I had a weird month as a solo macOS dev.

On one side: my AI token usage kept climbing.
On the other: my focus kept dropping because every "quick check" of X/YouTube turned into 20 minutes.

I thought these were two separate problems.
They weren’t.

They were both feedback-loop problems.

The old loop (burn money, burn attention)

My day looked like this:

  1. Start coding task
  2. Open Claude/Cursor/Codex
  3. Run big prompt
  4. Wait, context-switch to feeds
  5. Come back, run another giant prompt
  6. Repeat until "workday" is over

Result:

  • token spend spiked
  • progress felt fake
  • mental energy was gone by 3pm

The new loop (ship faster with limits)

I switched to a simple 2-tool system on Mac:

  • TokenBar in my menu bar to see token/cost usage in real time
  • Monk Mode to block feed-level distractions while I’m in a coding block

I’m not saying "install tools and life is fixed."
The win came from changing behavior because the feedback became immediate.

What changed in practice

1) Cost became visible before damage

With TokenBar running, I could see when a session was getting expensive while it was happening.

So instead of doing 8 speculative follow-ups, I started doing this:

  • stop at prompt 2 or 3
  • rewrite spec tighter
  • restart with smaller context

That alone cut waste hard.

2) Doomscrolling got interrupted at the feed level

I used Monk Mode to block the exact feeds that were killing flow.

Not all websites. Not my entire browser.

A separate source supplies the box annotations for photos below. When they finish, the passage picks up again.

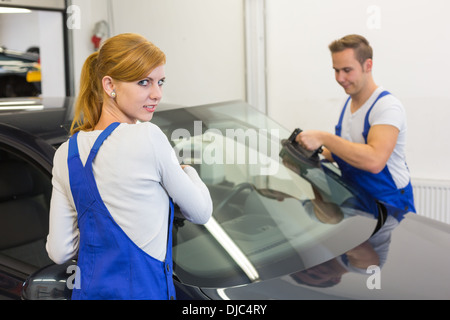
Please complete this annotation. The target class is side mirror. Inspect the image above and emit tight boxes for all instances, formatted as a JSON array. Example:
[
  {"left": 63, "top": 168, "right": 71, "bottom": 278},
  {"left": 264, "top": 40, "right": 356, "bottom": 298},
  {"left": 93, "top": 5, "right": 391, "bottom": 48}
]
[{"left": 22, "top": 260, "right": 77, "bottom": 300}]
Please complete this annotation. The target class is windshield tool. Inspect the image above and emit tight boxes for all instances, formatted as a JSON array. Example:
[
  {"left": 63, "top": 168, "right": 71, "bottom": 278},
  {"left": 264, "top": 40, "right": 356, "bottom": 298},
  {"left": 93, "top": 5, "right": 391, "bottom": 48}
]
[{"left": 280, "top": 128, "right": 322, "bottom": 169}]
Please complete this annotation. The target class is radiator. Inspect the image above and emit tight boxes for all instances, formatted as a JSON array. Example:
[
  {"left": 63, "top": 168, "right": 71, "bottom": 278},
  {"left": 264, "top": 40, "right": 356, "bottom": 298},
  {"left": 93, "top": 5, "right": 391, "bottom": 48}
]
[{"left": 412, "top": 179, "right": 450, "bottom": 224}]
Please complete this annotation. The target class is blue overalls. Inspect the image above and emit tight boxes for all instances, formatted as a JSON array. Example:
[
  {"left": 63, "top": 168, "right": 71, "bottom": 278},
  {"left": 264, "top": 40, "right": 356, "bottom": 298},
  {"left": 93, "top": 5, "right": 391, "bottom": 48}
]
[
  {"left": 67, "top": 123, "right": 175, "bottom": 300},
  {"left": 333, "top": 91, "right": 416, "bottom": 221}
]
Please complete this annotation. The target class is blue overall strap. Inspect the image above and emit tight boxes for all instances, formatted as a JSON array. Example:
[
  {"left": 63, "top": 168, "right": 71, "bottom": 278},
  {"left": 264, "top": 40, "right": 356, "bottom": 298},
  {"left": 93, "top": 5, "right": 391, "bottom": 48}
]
[
  {"left": 363, "top": 91, "right": 390, "bottom": 143},
  {"left": 335, "top": 90, "right": 390, "bottom": 139},
  {"left": 335, "top": 96, "right": 352, "bottom": 137},
  {"left": 86, "top": 122, "right": 120, "bottom": 167}
]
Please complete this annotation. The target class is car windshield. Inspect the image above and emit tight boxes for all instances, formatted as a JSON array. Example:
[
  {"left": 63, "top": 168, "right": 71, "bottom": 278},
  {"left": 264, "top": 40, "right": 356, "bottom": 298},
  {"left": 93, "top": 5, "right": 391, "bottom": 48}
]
[{"left": 152, "top": 102, "right": 377, "bottom": 288}]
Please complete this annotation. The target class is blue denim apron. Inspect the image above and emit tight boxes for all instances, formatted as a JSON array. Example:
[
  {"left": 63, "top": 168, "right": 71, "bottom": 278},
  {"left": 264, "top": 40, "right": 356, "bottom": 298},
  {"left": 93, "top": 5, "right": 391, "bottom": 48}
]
[
  {"left": 67, "top": 123, "right": 175, "bottom": 300},
  {"left": 333, "top": 91, "right": 416, "bottom": 221}
]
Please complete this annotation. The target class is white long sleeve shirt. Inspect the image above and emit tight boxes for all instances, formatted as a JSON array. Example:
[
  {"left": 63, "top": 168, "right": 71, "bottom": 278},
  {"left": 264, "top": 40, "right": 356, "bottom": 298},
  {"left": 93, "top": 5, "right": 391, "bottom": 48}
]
[{"left": 46, "top": 122, "right": 212, "bottom": 263}]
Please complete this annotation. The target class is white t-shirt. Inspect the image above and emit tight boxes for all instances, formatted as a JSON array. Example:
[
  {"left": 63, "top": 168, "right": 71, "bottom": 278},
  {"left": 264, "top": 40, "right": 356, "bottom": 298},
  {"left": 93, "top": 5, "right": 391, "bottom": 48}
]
[
  {"left": 47, "top": 122, "right": 212, "bottom": 263},
  {"left": 341, "top": 87, "right": 410, "bottom": 188}
]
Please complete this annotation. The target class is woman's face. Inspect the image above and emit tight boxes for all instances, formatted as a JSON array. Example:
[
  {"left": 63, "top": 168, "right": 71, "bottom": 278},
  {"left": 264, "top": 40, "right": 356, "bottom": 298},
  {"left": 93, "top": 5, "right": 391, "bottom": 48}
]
[{"left": 114, "top": 66, "right": 165, "bottom": 124}]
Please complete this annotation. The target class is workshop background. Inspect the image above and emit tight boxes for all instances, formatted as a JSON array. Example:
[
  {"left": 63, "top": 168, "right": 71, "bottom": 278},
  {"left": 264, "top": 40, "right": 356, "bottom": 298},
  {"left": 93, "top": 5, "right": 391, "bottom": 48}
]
[{"left": 0, "top": 0, "right": 450, "bottom": 223}]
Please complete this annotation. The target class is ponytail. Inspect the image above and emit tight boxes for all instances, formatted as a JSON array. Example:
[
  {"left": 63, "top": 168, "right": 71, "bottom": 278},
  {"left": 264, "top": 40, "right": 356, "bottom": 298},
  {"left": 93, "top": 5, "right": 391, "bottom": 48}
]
[
  {"left": 70, "top": 33, "right": 166, "bottom": 135},
  {"left": 70, "top": 51, "right": 103, "bottom": 135}
]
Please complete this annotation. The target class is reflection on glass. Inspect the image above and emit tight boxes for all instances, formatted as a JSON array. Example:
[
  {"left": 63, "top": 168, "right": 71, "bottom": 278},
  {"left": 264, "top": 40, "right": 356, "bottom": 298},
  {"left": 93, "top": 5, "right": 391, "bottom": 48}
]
[{"left": 152, "top": 102, "right": 377, "bottom": 288}]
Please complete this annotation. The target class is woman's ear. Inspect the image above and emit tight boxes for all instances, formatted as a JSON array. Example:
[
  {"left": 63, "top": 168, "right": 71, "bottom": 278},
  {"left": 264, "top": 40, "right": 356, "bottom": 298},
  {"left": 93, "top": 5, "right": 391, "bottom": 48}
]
[{"left": 102, "top": 76, "right": 115, "bottom": 98}]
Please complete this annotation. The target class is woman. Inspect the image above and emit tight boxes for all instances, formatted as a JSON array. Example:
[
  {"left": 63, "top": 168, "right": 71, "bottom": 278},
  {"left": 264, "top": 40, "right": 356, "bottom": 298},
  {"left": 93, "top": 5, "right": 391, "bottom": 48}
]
[{"left": 47, "top": 34, "right": 212, "bottom": 299}]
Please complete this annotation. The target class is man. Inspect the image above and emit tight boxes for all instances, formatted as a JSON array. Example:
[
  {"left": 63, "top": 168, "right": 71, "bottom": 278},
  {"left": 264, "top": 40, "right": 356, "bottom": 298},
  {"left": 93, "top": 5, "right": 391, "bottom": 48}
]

Just the infinite-scroll surfaces.

That mattered because I still needed docs, GitHub, Stack Overflow, etc.
I just didn’t need algorithmic rabbit holes during deep work.

3) I started measuring sessions, not vibes

Instead of "I worked all day," I now track:

  • feature shipped
  • token spend for that feature
  • distraction incidents during the block

When you track those 3, your process self-corrects fast.

My current workflow (steal this)

Morning setup (5 minutes)

  • define 1 shippable target for the day
  • open TokenBar
  • enable Monk Mode for feeds
  • set 90-minute build block

During build block

  • max 3 prompt attempts before rewriting spec
  • if cost spikes, reduce context instead of brute-forcing
  • no feed access until block ends

End of block

  • log what shipped
  • log rough token cost
  • if no ship, inspect where attention leaked

Why this worked for me

Most productivity advice ignores one thing:
attention leaks and token leaks amplify each other.

When focus drops, prompt quality drops.
When prompt quality drops, token spend rises.
Then frustration rises, and you escape to feeds.

Breaking either loop helps.
Breaking both loops compounds.

If you’re building with AI every day

Try this for 7 days:

  • keep cost visible (I use TokenBar)
  • block infinite feeds during deep work (I use Monk Mode)
  • score each day on shipped output, not hours online

You might be surprised how quickly both your burn rate and stress level fall.

If you’ve found a better system, I’d love to steal it.